La littérature et la musique

 

On pourrait multiplier ces exemples pour montrer que le contraste entre monophysisme et diophysisme a entraîné des choix différents en tous domaines. En littérature, par exemple, il est très net qu’il y a eu, à un certain moment, une littérature géorgienne profane. L’œuvre littéraire la plus connue de Géorgie est Le chevalier à la peau de léopard, une très grande épopée en vers, une histoire courtoise, qui ressemble aux romans de Chrestien de Troyes, constituée par des vers de 16 syllabes regroupés en quatrains. C’est une œuvre purement profane, qui n’est de loin pas la seule. A côté, il y a des œuvres purement ecclésiastiques, celles des Pères, traductions des livres saints etc.

 

En bref, à la fin du Moyen-Age géorgien il y a, en Géorgie, à la fois une littérature profane et une littérature spirituelle, comme il y a deux natures du Christ.

 

Tandis qu’à la fin du Moyen-Age arménien, il n’y a toujours qu’une seule littérature, la littérature religieuse. Même la littérature historique est une littérature religieuse. C’est un enseignement sur les grandes œuvres que Dieu a faites dans l’histoire pour son peuple. C’est une didascalie, dont le personnage principal est Dieu. Il n’y a finalement pas un peuple qui soit resté plus fidèle à l’Ancien Testament que le peuple arménien. Le grand livre des Arméniens est le livre écrit par saint Grégoire de Nareq.

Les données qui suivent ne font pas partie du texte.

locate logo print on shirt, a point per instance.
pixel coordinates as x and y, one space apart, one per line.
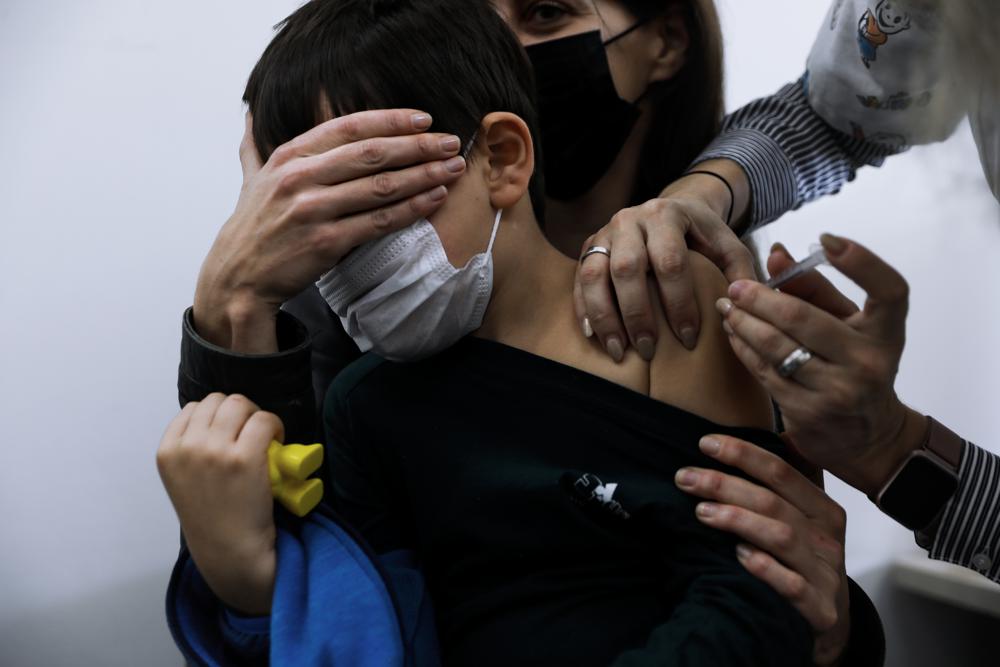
592 491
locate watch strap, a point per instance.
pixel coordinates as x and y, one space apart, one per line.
943 443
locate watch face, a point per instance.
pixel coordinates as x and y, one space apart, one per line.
919 492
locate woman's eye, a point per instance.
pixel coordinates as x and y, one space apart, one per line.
544 14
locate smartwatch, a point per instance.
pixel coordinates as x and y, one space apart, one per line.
924 483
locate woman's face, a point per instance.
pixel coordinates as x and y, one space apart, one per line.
629 58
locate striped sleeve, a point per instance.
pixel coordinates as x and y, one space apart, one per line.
969 531
790 154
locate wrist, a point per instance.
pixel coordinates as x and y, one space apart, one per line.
244 584
240 323
730 202
873 469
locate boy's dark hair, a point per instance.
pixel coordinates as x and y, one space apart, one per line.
455 59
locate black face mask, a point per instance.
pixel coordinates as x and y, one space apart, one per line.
584 123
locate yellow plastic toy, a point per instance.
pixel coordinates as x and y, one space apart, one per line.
290 467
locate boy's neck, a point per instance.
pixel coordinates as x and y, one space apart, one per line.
532 284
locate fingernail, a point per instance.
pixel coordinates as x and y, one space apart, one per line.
705 510
614 348
646 347
833 245
737 289
686 477
710 446
688 337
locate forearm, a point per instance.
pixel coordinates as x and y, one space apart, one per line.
968 533
280 383
731 206
789 154
245 585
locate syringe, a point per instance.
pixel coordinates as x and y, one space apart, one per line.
817 257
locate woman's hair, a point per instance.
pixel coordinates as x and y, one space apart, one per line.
687 109
454 59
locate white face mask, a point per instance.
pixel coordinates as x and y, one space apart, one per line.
400 297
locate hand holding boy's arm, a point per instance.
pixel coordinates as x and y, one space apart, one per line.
214 465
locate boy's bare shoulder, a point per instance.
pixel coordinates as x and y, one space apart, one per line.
708 380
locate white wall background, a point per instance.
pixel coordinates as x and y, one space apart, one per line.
119 126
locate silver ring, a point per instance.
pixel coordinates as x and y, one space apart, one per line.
793 362
595 250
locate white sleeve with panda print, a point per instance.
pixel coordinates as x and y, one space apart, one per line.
875 73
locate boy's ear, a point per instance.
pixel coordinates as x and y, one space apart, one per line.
670 45
510 157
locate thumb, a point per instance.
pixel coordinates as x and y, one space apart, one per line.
249 155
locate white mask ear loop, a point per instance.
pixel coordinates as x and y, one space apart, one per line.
493 236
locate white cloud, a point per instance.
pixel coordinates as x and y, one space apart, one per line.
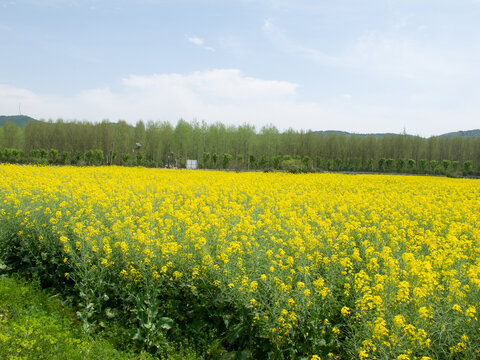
199 42
195 40
228 96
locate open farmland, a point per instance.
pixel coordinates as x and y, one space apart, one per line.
269 265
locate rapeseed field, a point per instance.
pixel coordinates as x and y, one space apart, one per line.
272 265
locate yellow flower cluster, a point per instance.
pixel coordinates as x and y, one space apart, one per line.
389 264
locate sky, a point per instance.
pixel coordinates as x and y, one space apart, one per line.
363 66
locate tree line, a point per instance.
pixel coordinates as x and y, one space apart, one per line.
160 144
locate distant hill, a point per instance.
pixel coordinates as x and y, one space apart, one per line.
19 120
467 133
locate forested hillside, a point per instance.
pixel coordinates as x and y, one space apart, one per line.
161 144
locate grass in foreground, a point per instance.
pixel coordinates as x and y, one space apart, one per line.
36 325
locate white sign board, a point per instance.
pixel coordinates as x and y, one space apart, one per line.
192 164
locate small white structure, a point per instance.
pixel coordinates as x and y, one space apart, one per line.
192 164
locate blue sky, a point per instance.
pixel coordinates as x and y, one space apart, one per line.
359 66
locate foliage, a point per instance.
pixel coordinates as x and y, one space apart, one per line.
35 325
254 265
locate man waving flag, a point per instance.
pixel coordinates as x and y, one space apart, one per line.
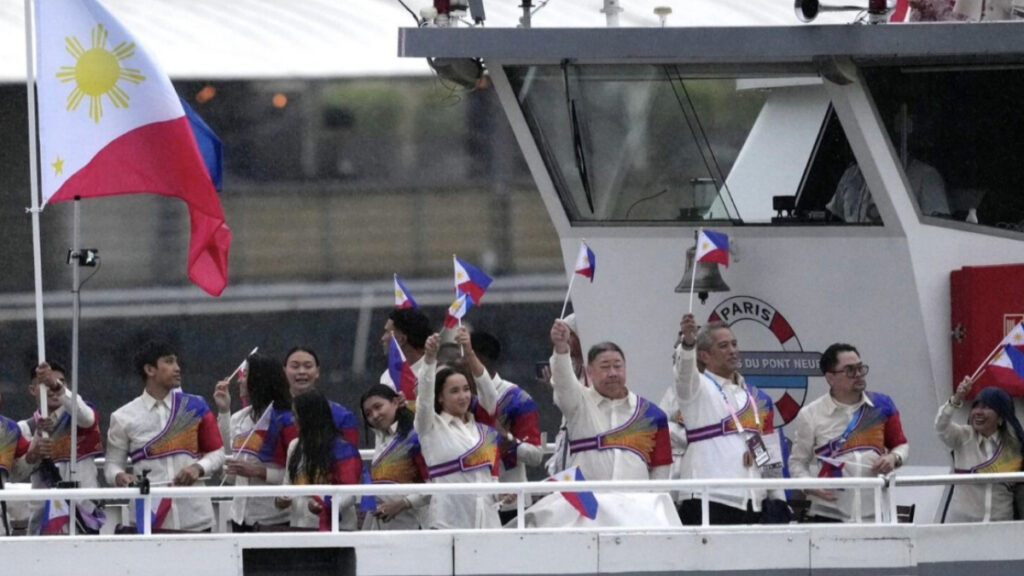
110 122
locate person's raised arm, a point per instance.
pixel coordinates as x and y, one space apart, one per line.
567 388
952 435
425 387
222 400
687 377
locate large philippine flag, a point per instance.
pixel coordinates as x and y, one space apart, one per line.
110 122
1006 370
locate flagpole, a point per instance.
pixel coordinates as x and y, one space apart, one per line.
76 316
693 277
985 362
30 84
567 292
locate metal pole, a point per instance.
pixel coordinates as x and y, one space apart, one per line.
30 84
76 315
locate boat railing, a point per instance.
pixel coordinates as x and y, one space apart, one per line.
884 488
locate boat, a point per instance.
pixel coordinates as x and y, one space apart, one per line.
636 138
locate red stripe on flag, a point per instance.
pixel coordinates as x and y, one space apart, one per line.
786 408
162 158
781 328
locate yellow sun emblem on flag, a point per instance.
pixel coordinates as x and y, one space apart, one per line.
96 73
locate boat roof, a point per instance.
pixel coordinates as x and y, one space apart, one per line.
264 39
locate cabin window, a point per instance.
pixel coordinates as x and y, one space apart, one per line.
966 125
638 144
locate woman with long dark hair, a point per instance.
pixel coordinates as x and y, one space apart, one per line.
320 455
258 436
456 447
396 459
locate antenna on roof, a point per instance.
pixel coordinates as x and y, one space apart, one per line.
807 10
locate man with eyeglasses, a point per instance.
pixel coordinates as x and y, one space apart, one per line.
847 433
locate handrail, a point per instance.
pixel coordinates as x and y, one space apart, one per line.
882 486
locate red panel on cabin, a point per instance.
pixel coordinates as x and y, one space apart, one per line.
987 302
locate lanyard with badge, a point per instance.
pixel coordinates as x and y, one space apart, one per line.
755 445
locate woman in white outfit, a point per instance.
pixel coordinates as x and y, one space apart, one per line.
456 447
396 460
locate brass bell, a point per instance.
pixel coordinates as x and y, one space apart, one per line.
708 278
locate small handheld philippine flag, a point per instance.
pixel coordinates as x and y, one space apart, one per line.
456 312
1006 370
586 261
402 299
470 280
712 247
55 517
401 374
584 502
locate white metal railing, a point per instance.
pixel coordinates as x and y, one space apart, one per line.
883 488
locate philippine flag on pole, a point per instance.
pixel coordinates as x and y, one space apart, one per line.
584 502
110 122
586 261
713 247
402 299
470 280
56 515
456 312
1007 368
399 370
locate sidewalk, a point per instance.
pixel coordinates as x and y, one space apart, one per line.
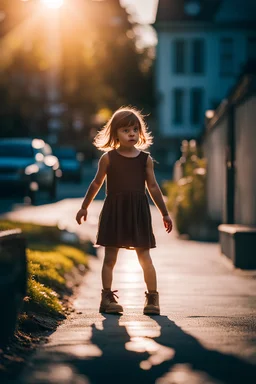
205 334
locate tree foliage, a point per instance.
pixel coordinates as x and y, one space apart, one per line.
90 51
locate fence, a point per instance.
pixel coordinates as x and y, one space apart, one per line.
229 146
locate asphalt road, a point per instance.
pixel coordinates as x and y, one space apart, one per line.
206 333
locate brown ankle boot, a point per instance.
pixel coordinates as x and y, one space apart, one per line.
152 304
108 302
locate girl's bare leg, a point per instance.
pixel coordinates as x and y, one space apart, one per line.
108 265
148 268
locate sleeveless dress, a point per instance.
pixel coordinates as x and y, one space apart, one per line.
125 219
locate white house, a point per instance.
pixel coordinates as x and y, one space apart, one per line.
202 47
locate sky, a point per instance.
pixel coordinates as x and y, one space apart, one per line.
145 10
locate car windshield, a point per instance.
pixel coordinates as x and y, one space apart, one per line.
16 150
66 153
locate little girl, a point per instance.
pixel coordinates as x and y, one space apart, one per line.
125 220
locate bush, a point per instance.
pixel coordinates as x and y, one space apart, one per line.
186 198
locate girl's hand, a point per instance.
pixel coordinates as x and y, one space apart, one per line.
167 223
82 213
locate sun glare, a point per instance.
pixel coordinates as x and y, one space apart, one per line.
53 3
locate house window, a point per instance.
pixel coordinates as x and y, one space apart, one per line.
196 105
251 48
178 106
179 56
226 57
198 56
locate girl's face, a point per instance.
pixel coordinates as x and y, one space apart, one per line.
128 136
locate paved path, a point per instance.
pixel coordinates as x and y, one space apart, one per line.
205 334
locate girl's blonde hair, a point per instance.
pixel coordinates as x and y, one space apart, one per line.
106 139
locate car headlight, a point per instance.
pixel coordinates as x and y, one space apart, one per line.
30 169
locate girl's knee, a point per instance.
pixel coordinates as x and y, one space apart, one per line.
144 257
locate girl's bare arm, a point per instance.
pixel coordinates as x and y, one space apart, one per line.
156 194
94 187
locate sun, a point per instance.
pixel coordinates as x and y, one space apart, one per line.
53 3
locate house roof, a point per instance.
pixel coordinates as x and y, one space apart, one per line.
219 11
174 10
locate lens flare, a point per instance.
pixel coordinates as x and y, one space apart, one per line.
53 3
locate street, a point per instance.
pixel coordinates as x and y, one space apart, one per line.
205 333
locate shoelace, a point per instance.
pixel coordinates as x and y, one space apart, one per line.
111 295
151 297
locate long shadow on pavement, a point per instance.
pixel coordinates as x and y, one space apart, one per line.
119 365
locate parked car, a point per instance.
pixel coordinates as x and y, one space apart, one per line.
70 163
26 166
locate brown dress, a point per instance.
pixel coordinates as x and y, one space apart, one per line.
125 219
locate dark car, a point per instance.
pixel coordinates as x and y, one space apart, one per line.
27 165
70 163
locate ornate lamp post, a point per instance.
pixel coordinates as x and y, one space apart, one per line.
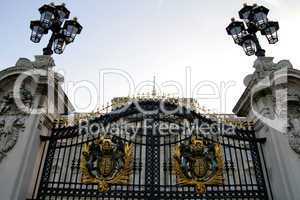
255 20
54 18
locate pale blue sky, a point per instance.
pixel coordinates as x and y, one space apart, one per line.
147 37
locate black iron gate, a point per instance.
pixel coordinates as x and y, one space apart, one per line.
153 174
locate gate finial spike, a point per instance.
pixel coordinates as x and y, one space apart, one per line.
154 89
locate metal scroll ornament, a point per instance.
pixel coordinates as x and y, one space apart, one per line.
198 164
106 162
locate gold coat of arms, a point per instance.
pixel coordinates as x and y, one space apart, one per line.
198 164
106 161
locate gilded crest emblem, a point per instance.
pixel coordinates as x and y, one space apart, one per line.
198 164
106 161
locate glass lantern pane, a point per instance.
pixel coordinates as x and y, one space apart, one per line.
249 47
59 45
70 32
260 20
37 33
46 19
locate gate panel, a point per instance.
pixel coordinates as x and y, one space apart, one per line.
153 174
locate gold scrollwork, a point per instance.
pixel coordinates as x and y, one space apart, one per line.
106 163
198 164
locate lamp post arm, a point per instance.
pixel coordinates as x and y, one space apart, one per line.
260 52
48 49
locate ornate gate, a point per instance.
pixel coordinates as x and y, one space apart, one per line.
155 136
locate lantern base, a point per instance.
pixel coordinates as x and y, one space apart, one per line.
47 51
260 53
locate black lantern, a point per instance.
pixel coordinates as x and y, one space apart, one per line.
52 18
255 18
271 32
62 12
236 30
37 31
259 16
249 45
71 29
244 13
59 43
47 15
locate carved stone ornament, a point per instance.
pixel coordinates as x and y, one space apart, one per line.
106 161
198 164
293 129
9 133
8 105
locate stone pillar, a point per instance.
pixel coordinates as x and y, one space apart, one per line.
24 116
272 100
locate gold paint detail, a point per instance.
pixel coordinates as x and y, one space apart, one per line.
118 176
191 179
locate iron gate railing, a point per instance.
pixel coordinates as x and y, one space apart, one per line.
153 176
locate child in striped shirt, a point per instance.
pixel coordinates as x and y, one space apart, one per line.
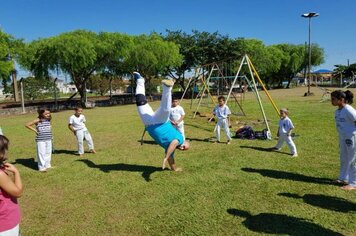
43 130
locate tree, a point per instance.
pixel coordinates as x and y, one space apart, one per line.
9 50
78 53
152 56
38 88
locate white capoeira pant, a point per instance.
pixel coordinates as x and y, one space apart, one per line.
222 123
161 115
348 159
11 232
288 139
180 128
44 153
83 134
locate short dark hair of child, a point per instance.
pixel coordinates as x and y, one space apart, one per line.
40 113
221 98
4 145
348 96
284 110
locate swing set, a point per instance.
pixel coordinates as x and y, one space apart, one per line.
210 80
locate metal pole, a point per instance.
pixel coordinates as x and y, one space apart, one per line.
22 96
14 81
309 61
55 94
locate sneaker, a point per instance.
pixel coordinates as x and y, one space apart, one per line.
168 82
137 75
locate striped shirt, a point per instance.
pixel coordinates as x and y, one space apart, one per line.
44 131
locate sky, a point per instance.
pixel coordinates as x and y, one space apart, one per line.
272 21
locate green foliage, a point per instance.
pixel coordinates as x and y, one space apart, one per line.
100 83
38 88
237 189
9 49
151 55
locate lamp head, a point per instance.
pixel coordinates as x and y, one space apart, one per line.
310 15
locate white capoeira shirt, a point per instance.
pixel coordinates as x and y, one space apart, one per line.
285 125
222 112
176 113
345 119
78 122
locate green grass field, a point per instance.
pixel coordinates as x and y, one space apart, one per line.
237 189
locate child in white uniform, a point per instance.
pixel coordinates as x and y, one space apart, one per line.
177 115
285 127
345 118
222 112
43 130
77 126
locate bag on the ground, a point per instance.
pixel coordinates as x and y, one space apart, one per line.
261 134
245 132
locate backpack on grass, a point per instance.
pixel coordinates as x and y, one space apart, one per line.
245 132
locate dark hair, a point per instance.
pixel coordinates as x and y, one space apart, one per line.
221 98
348 96
4 145
40 113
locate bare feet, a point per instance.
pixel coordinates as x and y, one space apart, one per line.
348 187
168 82
164 163
341 182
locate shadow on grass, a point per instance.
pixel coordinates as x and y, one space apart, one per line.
277 174
263 149
199 127
207 140
62 151
151 142
269 223
28 162
146 170
323 201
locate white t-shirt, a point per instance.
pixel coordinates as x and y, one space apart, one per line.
285 125
176 113
345 120
77 122
221 112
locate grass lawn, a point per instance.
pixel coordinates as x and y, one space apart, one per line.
237 189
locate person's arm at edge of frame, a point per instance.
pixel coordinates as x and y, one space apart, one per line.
30 124
170 150
70 126
13 188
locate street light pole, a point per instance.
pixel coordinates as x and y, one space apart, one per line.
309 16
22 97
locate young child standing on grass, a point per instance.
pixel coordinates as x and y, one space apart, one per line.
222 112
77 126
284 133
43 130
10 189
345 118
177 115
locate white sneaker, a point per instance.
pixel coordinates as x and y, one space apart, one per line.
137 75
168 82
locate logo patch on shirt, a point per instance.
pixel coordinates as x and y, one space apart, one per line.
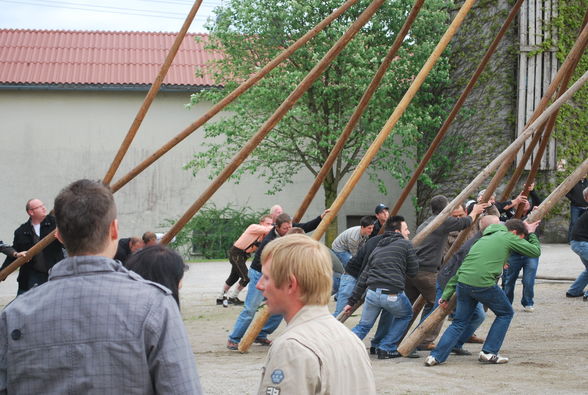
277 376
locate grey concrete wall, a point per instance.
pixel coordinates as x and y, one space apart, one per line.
50 138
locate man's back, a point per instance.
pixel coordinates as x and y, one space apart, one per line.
95 328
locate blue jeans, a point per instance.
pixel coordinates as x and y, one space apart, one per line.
476 320
252 302
580 248
400 311
516 262
346 286
343 256
467 300
575 213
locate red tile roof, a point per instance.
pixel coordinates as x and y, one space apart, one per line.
98 58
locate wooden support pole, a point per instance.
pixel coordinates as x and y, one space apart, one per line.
413 340
213 111
544 138
34 250
232 96
363 102
389 125
256 326
288 103
569 64
151 94
273 120
456 108
515 145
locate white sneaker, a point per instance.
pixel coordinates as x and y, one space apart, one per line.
431 361
492 358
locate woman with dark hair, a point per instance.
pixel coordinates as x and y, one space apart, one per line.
161 265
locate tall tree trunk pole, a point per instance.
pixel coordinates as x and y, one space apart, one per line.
456 108
302 87
151 94
567 67
232 96
516 144
262 318
439 314
563 76
389 125
213 111
371 89
544 141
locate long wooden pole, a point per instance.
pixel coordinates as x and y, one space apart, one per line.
545 138
515 145
369 92
389 125
456 108
262 318
569 63
213 111
304 85
151 94
232 96
413 340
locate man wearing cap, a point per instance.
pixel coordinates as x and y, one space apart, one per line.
382 215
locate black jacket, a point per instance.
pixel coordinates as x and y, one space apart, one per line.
390 263
450 268
273 234
24 240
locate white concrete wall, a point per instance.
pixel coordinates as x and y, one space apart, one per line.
50 138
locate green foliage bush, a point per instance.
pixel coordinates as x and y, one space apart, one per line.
213 231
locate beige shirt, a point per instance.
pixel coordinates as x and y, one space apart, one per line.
317 354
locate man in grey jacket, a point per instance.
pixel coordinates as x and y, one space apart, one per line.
94 327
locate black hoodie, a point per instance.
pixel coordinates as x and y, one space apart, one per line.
388 266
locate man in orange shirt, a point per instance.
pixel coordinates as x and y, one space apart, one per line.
241 250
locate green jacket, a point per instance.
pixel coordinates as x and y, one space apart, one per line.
483 265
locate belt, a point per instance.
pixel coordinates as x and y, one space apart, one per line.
384 291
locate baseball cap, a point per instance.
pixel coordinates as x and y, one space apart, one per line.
381 207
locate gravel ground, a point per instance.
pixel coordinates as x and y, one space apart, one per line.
546 348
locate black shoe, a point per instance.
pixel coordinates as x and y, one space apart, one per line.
236 301
460 351
387 355
569 295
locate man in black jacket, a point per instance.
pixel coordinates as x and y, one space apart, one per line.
254 298
27 235
384 276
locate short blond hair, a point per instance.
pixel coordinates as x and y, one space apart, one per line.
307 260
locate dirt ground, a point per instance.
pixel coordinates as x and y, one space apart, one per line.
546 348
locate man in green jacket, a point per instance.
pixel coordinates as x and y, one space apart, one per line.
475 282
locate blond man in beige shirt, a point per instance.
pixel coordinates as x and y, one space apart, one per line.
316 354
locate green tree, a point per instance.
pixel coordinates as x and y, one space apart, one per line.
250 33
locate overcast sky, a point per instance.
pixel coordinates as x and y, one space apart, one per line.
121 15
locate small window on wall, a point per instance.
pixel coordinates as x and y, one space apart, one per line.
353 220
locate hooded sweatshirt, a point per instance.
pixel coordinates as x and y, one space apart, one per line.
388 266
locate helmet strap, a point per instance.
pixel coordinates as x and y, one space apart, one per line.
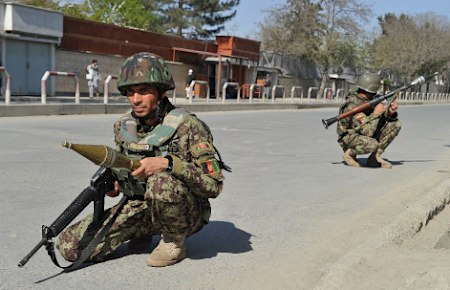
162 107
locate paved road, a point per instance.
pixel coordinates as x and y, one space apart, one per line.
288 189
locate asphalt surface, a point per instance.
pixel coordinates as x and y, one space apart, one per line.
288 181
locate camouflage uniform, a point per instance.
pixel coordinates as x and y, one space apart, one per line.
363 132
173 203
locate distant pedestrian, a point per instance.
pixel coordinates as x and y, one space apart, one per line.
93 77
189 80
266 83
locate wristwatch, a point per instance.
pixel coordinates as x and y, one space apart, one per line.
170 164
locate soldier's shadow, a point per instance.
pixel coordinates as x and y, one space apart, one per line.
218 237
215 237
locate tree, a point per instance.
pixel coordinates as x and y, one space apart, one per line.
325 31
341 19
413 46
281 32
196 18
48 4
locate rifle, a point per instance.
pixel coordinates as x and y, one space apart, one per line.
372 103
101 182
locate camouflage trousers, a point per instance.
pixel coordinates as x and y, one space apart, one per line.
167 207
362 144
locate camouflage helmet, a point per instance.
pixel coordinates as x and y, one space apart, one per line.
369 82
145 68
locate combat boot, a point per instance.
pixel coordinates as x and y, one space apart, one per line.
139 243
350 158
375 160
170 250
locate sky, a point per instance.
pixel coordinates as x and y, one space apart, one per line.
251 12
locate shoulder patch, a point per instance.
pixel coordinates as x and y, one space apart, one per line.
202 148
210 167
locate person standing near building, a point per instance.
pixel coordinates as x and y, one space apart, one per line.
93 78
189 80
370 131
168 195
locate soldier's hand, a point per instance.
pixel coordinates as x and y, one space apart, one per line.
378 110
115 191
150 166
393 108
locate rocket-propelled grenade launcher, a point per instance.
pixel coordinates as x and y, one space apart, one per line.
103 156
372 103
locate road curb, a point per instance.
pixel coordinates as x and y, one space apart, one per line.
405 226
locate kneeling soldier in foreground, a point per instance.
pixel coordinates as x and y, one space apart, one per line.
169 192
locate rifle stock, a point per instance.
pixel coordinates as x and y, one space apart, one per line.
101 182
372 103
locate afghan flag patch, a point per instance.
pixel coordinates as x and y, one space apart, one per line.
210 166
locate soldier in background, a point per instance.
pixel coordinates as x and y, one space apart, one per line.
189 79
370 131
169 192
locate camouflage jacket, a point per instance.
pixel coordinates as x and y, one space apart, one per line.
363 123
190 145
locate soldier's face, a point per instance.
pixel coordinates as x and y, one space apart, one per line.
143 99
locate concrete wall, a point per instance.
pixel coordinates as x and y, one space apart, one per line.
73 61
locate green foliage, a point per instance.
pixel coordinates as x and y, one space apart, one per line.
196 18
48 4
412 46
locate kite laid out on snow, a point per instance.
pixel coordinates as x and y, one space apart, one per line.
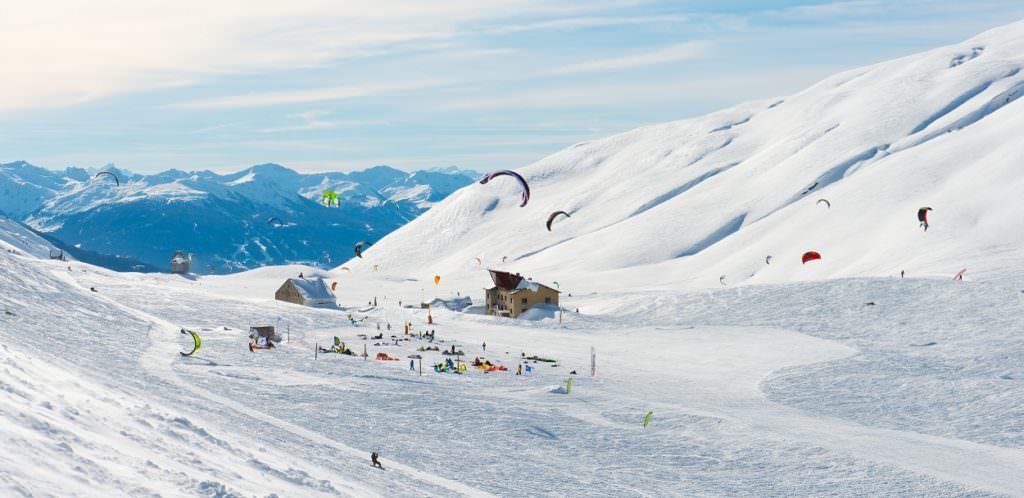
551 218
358 247
196 339
522 181
112 175
329 198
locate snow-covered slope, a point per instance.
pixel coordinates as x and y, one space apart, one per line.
685 203
769 390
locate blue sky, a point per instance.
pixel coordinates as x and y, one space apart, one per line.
328 85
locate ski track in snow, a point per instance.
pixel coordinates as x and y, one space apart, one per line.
714 431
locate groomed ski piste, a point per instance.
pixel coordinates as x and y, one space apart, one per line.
837 377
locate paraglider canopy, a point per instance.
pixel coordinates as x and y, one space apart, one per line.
111 174
358 247
196 339
551 218
522 181
810 256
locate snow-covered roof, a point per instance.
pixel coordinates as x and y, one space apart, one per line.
312 290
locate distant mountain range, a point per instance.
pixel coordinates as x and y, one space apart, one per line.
266 214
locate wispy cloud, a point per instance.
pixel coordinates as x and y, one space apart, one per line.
818 11
682 51
314 120
306 96
583 23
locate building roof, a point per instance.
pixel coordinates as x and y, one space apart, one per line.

Saint Grégoire de Nareq est très ambitieux: il veut supprimer le jugement dernier, le rendre inutile en confessant lui-même et d’un seul coup tous les péchés des hommes. Tous leurs péchés ayant été avoués et pardonnés, tous les hommes entreront directement au paradis, à la condition toutefois qu’ils s’associent à cette confession, c’est-à-dire qu’ils lisent le livre de saint Grégoire avec sincérité. C’est ainsi le livre arménien par excellence ; il y en a un dans chaque famille, on le met sous l’oreiller quand on est malade. Il s’agit donc bien d’une littérature entièrement religieuse. La littérature profane n’est arrivée qu’au 19 e siècle et par imitation de l’Europe.

 

On peut même se demander s’il n’en est pas de même avec la musique. Dans la musique religieuse arménienne on a exclusivement la monodie. Il n’y a que la voix d’homme, seule. On ne mêle rien à l’unique nature de Dieu. Alors que dans la musique liturgique géorgienne, il n’existe que la polyphonie, à trois ou à cinq voix, trois voix représentant la Trinité. On peut objecter que dans le chant grégorien d’occident règne aussi la monodie, les moines latins étant pourtant chalcédoniens et croyant aux deux natures. Néanmoins cette dernière opposition entre Géorgie et Arménie, dans le contexte du Caucase et ajoutée à toutes les oppositions mentionnées ci-dessus entre Arméniens monophysites et Géorgiens diophysites, méritait d’être signalée.

 

En parlant seulement de phénomènes culturels, comme nous venons de la faire, nous sommes en quelque sorte restés à l’extérieur des choses, dans la mesure où l’essentiel, le fond de ces débats christologiques nous échappe. Mais ce que nous voulions montrer c’est qu’en définitive l’histoire de ces chrétientés a donné un visage totalement différent, original, aux civilisations de ces peuples du Caucase, visage qui demeure encore aujourd’hui, au-delà de toutes les vicissitudes de l’histoire.

 

Nous regrettons seulement de n’avoir rien pu dire du troisième peuple, les Albaniens, car ils ont disparu depuis le 8e siècle, submergés par l’Islam, et qu’on est seulement, depuis 1996, en train de les redécouvrir.